Oireachtas Joint and Select Committees

Thursday, 14 July 2022

Joint Oireachtas Committee on Disability Matters

Education and the UNCRPD: Discussion (Resumed)

Photo of Simon HarrisSimon Harris (Wicklow, Fine Gael) | Oireachtas source

The Senator is right about funding for staff and student training around awareness. The committee identified it as an area that needs real acceleration. From September, under the funding I referred to earlier, PATH 4, every college in Ireland will get an allocation for universal design. It is up to them what they do with it because they are autonomous. There is a list of things they can spend it on and one is staff training. There is a funding stream under PATH 4 for staff training and for student awareness, because that is also valid.

We have put a digital badge in place for staff who have accessed training on universal design. I will provide the committee with figures on how many have been through that. There is a programme and at the end staff are provided with a digital badge that allows them to say they have done the training. It is credited. There is also the funding with PATH 4.

I have been given a note here that says in 2021, 771 staff across the third level sector were awarded the universal design for learning, UDL, badge and 138 participants were awarded the optional facilitators badge. I will send the committee a note on these programmes. I think it is a really good initiative. It was co-designed by the Association for Higher Education Access and Disability, AHEAD, and by the UCD access and lifelong learning team. That seems to be going well. Funding and providing the bandwidth and opportunity for staff was a recognised need.
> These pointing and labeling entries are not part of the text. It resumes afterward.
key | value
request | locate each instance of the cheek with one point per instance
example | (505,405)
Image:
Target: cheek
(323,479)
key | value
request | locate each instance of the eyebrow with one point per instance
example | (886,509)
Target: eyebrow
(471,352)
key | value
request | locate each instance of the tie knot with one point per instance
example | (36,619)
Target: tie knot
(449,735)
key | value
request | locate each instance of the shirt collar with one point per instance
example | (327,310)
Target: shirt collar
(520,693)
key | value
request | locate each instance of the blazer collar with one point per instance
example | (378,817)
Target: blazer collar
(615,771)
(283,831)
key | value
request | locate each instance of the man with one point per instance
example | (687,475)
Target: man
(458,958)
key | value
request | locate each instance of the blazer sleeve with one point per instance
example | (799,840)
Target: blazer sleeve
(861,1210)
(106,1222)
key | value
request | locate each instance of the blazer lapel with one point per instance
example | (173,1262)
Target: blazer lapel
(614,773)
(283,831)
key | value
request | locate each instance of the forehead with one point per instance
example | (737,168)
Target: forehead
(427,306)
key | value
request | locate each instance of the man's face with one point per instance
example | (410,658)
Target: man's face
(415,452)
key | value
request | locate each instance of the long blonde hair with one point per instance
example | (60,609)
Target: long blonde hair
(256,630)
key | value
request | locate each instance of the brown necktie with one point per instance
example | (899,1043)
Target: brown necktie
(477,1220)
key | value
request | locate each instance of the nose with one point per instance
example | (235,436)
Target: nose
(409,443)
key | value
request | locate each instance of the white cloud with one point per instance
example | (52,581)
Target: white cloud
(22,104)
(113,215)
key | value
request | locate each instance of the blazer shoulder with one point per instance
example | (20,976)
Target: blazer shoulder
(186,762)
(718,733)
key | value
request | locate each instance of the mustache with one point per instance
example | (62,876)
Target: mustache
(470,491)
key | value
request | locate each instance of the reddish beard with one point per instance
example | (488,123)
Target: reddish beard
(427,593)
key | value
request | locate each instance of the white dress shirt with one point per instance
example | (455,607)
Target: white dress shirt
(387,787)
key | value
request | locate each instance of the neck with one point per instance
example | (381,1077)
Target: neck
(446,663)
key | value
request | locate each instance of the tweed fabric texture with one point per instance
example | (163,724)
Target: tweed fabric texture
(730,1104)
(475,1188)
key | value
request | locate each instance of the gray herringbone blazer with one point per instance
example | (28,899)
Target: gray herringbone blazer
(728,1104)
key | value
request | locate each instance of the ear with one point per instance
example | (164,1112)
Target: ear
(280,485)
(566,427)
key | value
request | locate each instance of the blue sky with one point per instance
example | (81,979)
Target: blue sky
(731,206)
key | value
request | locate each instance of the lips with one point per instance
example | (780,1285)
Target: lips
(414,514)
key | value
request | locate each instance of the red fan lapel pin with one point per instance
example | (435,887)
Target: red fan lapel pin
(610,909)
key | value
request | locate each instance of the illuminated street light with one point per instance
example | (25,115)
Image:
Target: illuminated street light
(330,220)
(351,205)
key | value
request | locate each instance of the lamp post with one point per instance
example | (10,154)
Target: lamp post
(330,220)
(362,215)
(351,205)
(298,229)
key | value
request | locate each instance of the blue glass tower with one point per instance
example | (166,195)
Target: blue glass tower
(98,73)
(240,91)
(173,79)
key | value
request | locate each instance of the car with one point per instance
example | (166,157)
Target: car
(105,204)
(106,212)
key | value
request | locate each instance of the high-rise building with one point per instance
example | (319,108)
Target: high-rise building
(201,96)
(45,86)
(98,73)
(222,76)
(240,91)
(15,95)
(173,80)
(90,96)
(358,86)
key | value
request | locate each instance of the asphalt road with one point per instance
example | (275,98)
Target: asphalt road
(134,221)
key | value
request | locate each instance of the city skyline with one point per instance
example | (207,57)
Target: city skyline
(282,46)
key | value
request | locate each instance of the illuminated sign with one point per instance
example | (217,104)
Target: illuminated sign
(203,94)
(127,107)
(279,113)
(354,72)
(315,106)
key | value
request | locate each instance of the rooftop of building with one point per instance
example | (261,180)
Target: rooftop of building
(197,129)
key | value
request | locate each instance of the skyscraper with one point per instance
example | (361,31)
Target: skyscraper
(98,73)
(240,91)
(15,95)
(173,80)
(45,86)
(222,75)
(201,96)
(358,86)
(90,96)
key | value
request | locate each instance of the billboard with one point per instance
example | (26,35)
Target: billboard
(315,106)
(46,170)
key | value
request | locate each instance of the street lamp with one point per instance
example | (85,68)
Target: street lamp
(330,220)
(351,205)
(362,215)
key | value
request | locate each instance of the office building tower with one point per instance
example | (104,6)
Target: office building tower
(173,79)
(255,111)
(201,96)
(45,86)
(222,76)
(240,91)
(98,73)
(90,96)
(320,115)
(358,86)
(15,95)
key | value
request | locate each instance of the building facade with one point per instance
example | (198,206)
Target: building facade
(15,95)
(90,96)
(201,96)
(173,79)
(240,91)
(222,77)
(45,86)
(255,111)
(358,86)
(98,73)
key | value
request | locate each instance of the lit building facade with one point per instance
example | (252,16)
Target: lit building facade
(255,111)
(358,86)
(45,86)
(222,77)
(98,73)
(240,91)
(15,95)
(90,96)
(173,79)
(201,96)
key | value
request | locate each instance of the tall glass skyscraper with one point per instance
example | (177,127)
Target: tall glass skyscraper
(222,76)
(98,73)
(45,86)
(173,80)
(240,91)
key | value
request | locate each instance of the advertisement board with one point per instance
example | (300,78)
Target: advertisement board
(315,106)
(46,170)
The Senator raised daycare centres and residential placements and how they interact with the education system. If I am really honest, it is something we have not cracked as a country and that is wrong. There are a couple of things we are doing on this. We have started engaging with a number of organisations. For example, I met recently with the Blue Diamond Drama Academy which is an amazing drama school for people with disabilities. It is an utterly inspiring place to visit. We are looking at how we can plug them in with the local ETB so that it is not operating as an island separate to the education system. Not to stray outside my brief, but part of the answer is the personalised budgets that colleagues in the Department of Health, the Minister of State, Deputy Rabbitte and others are passionate about because, to be blunt, sometimes a lot of funding is provided to organisations, and it is not to say they do not do good work, but empowering the individual to decide how to spend it is a really important step forward. There are some examples of individualised budgets. That would enable citizens to say they want to do a certain course, or to go to Blue Diamond or to Lakers which I know in my constituency. There is joined-up work to be done there and the personalised budgets could be a way of progressing it.